Don was studying to be a minister at a college in Washington state. Teresa was just a teenager. Something more than physical attraction drew them together. They both were sincere Christians who believed God had a special calling for their lives.

It would be that calling that would sustain them through all the “better and worse” times ahead.

It was not luck or coincidence that brought Don and Teresa together. It was providence. God knew they would be better as a team together than apart. He needed them in His service — both of them, together.

The young ministerial student and his teenage bride, having just graduated from high school, began their lives together on August 24, 1952. From their Wyoming hometown they would go to Lincoln, Nebraska and Washington, D.C., where Don would conclude his ministerial studies, and then to Nucla, Colorado, where he would enter the ministry as a teacher/pastor. Never having enough to make ends meet on a minister’s salary, Teresa would find jobs wherever they lived, whether it was working for a firm in D.C. supporting the aerospace industry, working the switchboard at a rural telephone company in Nucla or composing the television guide for the Muskogee Daily Phoenix newspaper. For many years she would work as a journalist.

Always, though, she was part of the ministerial team of “Pastor Sales and Teresa.” They would serve congregations in Colorado, South Dakota, Iowa and Oklahoma. Often Pastor Sales would have three churches in different towns to serve. He would spend many hours on the road, in church meetings, conducting Bible studies and visiting church members. His work would range from constructing a church building in rural Okeene to holding evangelistic meetings in a tiny church in Okmulgee, Oklahoma. He would preach, lead, teach, baptize, marry, bury, sing, counsel and write.

Teresa’s church work complemented his. Often they would sing duets. She would run off bulletins and newsletters, bake thousands of dishes for potlucks and socials, visit sick and elderly members with her husband and help with every event at church whether it was a prayer meeting or Vacation Bible School.

There were always visitors to accommodate, sometimes with little notice, in the family home, and crises to address and avert.

Sometimes the crises were in their own home with physical illnesses challenging their bodies and their only son’s mental illness challenging their souls. There would be times of heartbreak, but there would also be times of pleasure, for example trips to places that would take their breath away and provide them with beautiful memories forever. Wherever they lived, they found beauty and interest in the natural wonders nearby, like Effigy Mounds not far from their Iowa home, or salt crystal fields in Oklahoma or wildflowers on mountain hikes in Colorado. When they lived in the San Luis Valley, they enjoyed trips to the Great Sand Dunes.

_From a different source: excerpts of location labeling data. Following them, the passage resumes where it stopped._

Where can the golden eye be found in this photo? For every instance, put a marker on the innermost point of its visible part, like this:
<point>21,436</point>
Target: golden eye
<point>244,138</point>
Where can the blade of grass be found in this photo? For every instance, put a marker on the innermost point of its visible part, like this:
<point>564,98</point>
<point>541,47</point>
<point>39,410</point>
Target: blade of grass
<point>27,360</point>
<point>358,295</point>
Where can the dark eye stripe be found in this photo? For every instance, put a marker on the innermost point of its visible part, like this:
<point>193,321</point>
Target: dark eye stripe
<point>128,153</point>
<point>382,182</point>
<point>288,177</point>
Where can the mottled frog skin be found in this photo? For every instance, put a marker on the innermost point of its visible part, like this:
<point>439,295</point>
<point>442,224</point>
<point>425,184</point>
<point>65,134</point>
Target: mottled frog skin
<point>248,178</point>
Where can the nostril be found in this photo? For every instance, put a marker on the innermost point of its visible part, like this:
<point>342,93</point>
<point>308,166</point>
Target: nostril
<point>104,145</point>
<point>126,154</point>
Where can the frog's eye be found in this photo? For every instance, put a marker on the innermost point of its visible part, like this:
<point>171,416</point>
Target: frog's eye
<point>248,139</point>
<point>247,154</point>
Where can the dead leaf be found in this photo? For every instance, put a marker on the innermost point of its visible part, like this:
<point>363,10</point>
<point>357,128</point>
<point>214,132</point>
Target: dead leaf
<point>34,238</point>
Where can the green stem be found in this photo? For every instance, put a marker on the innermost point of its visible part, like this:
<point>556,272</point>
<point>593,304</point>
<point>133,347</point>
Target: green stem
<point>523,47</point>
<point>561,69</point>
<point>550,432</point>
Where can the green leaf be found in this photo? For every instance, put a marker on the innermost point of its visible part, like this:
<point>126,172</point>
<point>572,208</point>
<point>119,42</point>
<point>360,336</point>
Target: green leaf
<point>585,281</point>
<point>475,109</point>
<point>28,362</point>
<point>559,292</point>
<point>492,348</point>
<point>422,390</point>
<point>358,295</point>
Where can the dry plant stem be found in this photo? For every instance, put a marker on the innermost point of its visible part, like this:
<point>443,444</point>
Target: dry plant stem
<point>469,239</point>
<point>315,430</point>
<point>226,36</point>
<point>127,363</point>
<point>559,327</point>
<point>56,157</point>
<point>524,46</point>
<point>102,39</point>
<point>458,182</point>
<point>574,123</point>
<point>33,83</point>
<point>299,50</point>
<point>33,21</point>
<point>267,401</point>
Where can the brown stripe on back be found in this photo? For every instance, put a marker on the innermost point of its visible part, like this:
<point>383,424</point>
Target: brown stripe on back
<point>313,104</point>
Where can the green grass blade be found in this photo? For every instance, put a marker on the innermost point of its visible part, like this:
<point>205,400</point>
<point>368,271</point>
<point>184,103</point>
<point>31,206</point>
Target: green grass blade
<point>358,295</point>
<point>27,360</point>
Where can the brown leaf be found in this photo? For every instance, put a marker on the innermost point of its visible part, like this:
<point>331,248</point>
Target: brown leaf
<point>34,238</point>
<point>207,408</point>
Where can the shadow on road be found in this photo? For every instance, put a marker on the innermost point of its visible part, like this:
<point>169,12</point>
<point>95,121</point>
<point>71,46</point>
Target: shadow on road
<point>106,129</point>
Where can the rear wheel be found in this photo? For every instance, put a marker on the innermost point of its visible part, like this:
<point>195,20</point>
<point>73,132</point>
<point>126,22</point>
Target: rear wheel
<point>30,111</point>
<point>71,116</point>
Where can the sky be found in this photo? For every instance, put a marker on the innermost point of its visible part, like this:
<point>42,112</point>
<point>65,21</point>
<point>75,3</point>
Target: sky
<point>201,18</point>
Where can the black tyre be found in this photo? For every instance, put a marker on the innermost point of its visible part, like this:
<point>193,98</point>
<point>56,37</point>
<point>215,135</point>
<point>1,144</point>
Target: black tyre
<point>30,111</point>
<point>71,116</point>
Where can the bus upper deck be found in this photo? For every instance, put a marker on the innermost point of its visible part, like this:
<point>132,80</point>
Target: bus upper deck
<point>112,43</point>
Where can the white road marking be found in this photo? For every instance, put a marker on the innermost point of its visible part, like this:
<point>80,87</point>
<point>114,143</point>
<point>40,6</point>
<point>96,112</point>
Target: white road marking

Every time they moved — and the moves were many — they would look at the map where they would be going and anticipate what adventures they could encounter there.

They would instill in their three daughters that anticipation of what the future would bring. More importantly, though, they would instill in them an anticipation of an eternal future yet to come.

God only knows how many lives have been touched and transformed by the providentially ordained team of Pastor Don and Teresa who have survived to serve for 65 years.